Liu Zhi

Liu Zhi (30 June 1892 – 15 January 1971) was a prominent Kuomintang military and political leader in the Republic of China.

He was instrumental in defeating Chiang's rival warlords in the Central Plains War and expanding KMT military power throughout the 1930s by defeating Chinese Communist forces in Henan Province. Chiang Kai-shek rewarded him by appointing him governor of Henan Province and naming a county after him. When the Second Sino-Japanese War broke out, Liu was named deputy commander of the first war zone and commander-in-chief of the 2nd Army Group. By this time, he seemed to have gradually lost his military prowess, and the Imperial Japanese Army easily overwhelmed his forces and broke through the Chinese defensive lines despite being greatly outnumbered.

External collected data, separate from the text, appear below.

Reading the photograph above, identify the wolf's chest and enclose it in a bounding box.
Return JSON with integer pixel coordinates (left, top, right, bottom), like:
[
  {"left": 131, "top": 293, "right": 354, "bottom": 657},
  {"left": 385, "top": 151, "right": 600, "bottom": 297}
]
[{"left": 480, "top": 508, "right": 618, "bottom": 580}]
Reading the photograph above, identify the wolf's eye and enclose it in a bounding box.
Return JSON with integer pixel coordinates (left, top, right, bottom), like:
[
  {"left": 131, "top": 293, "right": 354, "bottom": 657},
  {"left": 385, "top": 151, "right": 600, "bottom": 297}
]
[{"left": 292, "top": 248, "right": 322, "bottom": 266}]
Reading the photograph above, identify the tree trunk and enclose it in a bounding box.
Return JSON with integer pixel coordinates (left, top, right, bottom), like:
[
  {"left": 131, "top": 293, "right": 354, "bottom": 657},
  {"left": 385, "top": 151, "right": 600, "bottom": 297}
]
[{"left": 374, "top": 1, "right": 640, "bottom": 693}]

In February 1945 he became commander-in-chief of the fifth war zone, a post previously held by Li Zongren. When the war with Japan was over, he was named as pacification director of Zhengzhou garrison, controlling first and fifth war zones. When the Campaign of the North China Plain Pocket broke out in the summer of 1946, he failed to destroy the Communist forces (PLA) under Marshal Liu Bocheng and Deng Xiaoping and was relieved of his command. In the fall of 1948, He became the commander-in-chief of the Suppression General Headquarter of Xuzhou Garrison and controlled some 800,000 nationalist soldiers until his capable deputy commander-in-chief Du Yuming was recalled to Manchuria to salvage the nationalist positions there when Marshal Lin Biao launched the Liaoshen Campaign on September 12, 1948. He went into a panic and did not organize an effective defensive line around his command sector when Communist commander Su Yu attacked Xuzhou in the Huaihai Campaign. Although President Chiang Kai-shek again dispatched Lieutenant General Du Yuming to save the situation, Liu's ineffective leadership and timidness had already doomed the KMT position in Central China. When the Communist forces finally defeated the nationalist troops the next year and deputy commander-in-chief Du Yuming was captured, Liu was again fired by Chiang Kai-shek, who was lucky enough to escape Xuzhou via plane.